What is a family trust?

A family trust is a tax planning document that can work for you during your lifetime. However, this is not a tool that is useful for everyone. The cost and administration required could be a hurdle, so discuss this with your accountant or other financial adviser first.

If you are interested, we will work closely with your accountant to create a family trust that performs for you.

Why does a will need to be probated? And how do I probate a will?

To probate a will is the process by which the Supreme Court of B.C. certifies that a will is THE will of the deceased. The process also confirms who the executor is of said will.

A probated will may be relied on by banks, land title offices, investment brokers, and others. Without a probated will, they may refuse to transfer the deceased’s registered assets (for example, bank accounts or pension plan) to the executor or the beneficiaries. A probated will is their guarantee that they are dealing with an authorized document and that they can follow the executor’s instructions.

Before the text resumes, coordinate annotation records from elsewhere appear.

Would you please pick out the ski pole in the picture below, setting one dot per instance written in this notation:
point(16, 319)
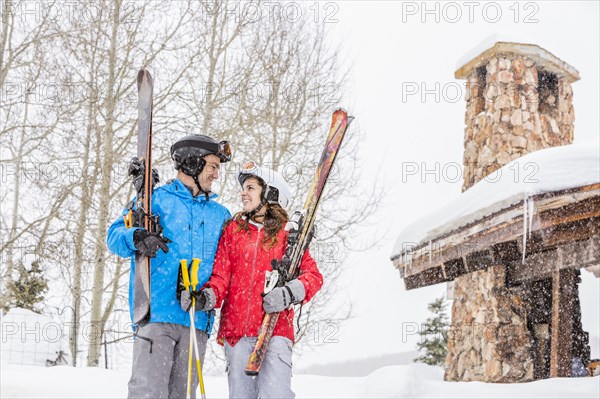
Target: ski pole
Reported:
point(194, 283)
point(186, 285)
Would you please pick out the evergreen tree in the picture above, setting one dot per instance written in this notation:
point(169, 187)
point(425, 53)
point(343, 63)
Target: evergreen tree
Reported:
point(27, 290)
point(434, 335)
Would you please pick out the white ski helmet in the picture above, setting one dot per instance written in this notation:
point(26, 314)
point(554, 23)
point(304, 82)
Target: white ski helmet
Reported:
point(275, 190)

To probate a will, you need to make an application to the Probate Registry of the Supreme Court of B.C. We are pleased to assist you with this.

How do I contest or vary a will?

A spouse or child can contest a will by making an application to the Supreme Court of B.C. under the provision of the Wills, Estates and Succession Act. You will need to have a valid basis for your claim before doing so (for example, appropriate provisions must be made in a will for each child).

We highly recommend talking to a lawyer before proceeding with a court application.

How do I make a separate will for my business?

If you own a business that either will survive you or has assets that will survive you, we recommend making a separate will for your business.

When setting up a will for your business, there is room to get creative. Every business is different, so what you need to provide for in your will depends on the circumstances of your business. In a business will, you can decide on matters such as

  • who will make day-to-day decisions so that your business can continue if you pass away unexpectedly,
  • who you want to run your business in the long term, or
  • how to preserve your business assets to pass them on to loved ones.

Take care of your business, your employees, and your loved ones by laying out a plan now.